America's labour productivity is soaring, but its labour market is stagnant. The economy-"new" or otherwise-is working well below its full potential
WHEN Alan Greenspan hailed America's productivity miracle in the late 1990s, it raised the happy prospect of growth without inflation. On Thursday August 7th, the Bureau of Labour Statistics offered the latest evidence of America' s productivity revival: output per worker soared by 5.7% in the second quarter, at an annualised rate. Miraculous? Maybe. But the figure has raised the unhappy prospect of growth without job creation.
When productivity grows, the economy is able to produce more with the same number of workers. This raises the potential output of a fully employed economy. Unfortunately, the economy does not always live up to its potential. Surprisingly strong figures for GDP last quarter and for services last month, not to mention rising yields in the bond market, had raised hopes that the economy was returning to form and beginning to punch its weight. But the latest productivity figures show that it is still performing well within itself. There may be more slack in the economy that many commentators, and certainly many bond-market investors, had thought.

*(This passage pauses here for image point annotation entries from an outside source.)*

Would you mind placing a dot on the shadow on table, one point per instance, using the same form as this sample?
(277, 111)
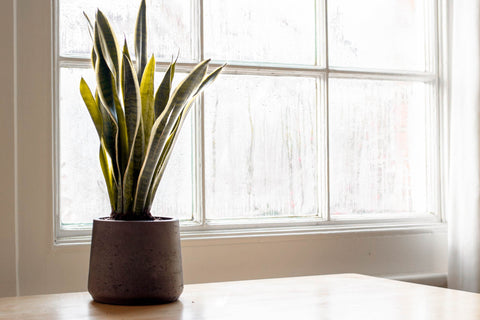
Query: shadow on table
(169, 311)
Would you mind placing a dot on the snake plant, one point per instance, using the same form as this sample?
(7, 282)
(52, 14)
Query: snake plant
(137, 125)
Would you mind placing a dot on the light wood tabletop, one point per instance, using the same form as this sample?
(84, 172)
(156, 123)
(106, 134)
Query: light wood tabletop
(342, 296)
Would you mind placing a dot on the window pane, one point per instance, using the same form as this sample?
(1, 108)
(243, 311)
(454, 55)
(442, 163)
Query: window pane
(263, 31)
(83, 195)
(377, 146)
(260, 147)
(169, 26)
(383, 34)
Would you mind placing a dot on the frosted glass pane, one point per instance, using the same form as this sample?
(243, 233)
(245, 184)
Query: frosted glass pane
(83, 195)
(169, 25)
(377, 146)
(260, 147)
(263, 31)
(383, 34)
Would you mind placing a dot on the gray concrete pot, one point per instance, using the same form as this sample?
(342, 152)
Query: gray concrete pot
(135, 262)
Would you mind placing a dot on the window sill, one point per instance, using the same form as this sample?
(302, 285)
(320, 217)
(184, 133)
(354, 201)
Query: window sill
(191, 234)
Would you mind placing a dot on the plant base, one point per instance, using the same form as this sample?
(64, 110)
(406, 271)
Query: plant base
(135, 262)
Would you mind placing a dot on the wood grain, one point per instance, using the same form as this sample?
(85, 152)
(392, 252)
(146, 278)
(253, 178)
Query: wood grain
(343, 296)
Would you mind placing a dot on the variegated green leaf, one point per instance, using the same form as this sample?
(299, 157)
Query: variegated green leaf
(163, 91)
(133, 114)
(108, 106)
(131, 99)
(107, 169)
(141, 40)
(167, 150)
(162, 128)
(146, 91)
(125, 49)
(92, 107)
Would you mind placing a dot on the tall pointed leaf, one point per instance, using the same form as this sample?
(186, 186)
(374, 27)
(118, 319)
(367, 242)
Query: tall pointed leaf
(163, 91)
(162, 128)
(109, 137)
(131, 98)
(141, 40)
(107, 169)
(167, 150)
(133, 114)
(146, 91)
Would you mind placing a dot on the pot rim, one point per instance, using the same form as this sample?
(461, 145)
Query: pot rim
(157, 219)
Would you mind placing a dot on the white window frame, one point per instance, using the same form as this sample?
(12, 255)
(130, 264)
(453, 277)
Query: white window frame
(34, 263)
(200, 226)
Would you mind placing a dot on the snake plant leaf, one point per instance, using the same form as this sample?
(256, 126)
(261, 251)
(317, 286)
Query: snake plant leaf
(131, 99)
(107, 104)
(166, 152)
(106, 86)
(108, 43)
(125, 49)
(146, 92)
(107, 169)
(89, 22)
(163, 92)
(133, 114)
(161, 131)
(161, 165)
(109, 138)
(92, 107)
(140, 40)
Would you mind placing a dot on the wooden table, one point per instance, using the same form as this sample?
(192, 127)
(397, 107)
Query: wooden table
(343, 296)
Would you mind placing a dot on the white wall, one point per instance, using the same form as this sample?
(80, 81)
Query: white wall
(7, 164)
(45, 268)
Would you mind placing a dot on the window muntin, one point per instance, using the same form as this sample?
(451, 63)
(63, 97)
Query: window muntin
(206, 182)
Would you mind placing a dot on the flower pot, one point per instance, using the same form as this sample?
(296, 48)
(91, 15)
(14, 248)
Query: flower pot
(135, 262)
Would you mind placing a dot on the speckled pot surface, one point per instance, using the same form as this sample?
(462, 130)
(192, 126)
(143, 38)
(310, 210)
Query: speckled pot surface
(135, 262)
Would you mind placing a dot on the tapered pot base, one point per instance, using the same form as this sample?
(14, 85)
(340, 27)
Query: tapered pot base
(135, 262)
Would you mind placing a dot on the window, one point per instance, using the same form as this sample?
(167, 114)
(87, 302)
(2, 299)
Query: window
(328, 111)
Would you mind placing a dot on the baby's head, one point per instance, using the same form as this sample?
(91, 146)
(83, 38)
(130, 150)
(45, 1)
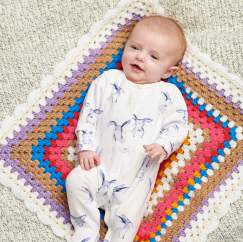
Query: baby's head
(154, 48)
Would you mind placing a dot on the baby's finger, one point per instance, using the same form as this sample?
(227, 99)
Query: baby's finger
(81, 162)
(91, 163)
(97, 160)
(155, 154)
(86, 163)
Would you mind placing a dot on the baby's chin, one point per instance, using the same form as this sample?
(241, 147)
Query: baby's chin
(135, 80)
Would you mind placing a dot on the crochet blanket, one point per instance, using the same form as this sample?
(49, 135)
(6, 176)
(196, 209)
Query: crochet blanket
(194, 186)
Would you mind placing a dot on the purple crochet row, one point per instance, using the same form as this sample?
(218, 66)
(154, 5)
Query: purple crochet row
(205, 202)
(38, 117)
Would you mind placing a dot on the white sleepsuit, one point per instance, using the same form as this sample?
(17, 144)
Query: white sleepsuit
(118, 117)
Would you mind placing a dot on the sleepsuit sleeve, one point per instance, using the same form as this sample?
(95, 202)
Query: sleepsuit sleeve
(174, 128)
(91, 110)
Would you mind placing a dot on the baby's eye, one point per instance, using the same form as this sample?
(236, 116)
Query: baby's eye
(154, 57)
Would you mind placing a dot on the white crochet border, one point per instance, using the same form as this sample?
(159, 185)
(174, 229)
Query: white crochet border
(97, 33)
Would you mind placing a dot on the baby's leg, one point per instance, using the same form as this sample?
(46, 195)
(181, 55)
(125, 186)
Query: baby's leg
(81, 188)
(124, 218)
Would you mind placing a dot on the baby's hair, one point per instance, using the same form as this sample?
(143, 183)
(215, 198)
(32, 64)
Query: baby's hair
(159, 22)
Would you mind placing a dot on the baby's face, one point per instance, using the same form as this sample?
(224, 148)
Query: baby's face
(148, 55)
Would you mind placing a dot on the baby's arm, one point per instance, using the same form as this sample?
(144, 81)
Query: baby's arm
(86, 127)
(173, 131)
(155, 152)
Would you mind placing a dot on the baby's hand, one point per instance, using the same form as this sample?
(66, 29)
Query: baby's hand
(88, 159)
(155, 152)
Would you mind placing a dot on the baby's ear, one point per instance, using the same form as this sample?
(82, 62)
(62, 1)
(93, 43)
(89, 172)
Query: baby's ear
(172, 70)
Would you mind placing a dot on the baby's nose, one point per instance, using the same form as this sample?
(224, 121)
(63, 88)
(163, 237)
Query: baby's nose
(141, 55)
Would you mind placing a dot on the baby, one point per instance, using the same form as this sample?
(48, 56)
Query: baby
(130, 122)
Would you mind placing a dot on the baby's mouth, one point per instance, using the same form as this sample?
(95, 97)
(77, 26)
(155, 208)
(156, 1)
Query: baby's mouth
(136, 67)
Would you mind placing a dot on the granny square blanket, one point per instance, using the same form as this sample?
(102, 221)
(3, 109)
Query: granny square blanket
(194, 186)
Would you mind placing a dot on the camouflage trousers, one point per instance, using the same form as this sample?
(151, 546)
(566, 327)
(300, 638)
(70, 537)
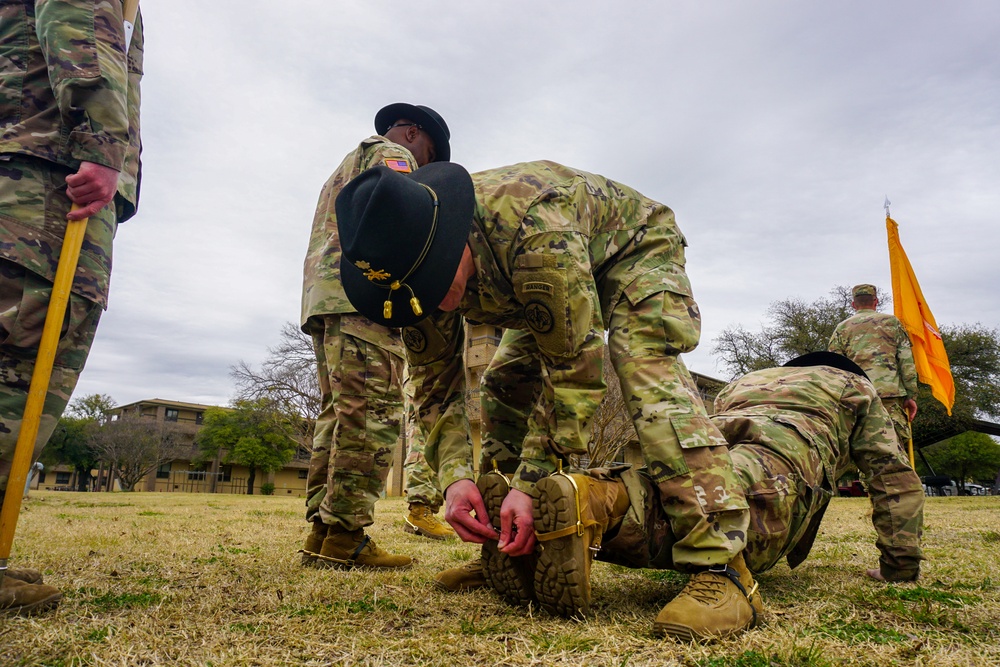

If that is true, it may be bad news for the labour market. Higher productivity means that firms can make more stuff without hiring more workers to do it, or the same amount of stuff with fewer workers. Back in the 1960s, Arthur Okun, an American economist, showed that employment would fall, even if the economy were growing, if an "output gap" opens up between actual output and the economy's long-term "potential" output. Okun's razor appears to be at work in the American economy today, shaving payrolls in the non-farm sector by 44,000 in July.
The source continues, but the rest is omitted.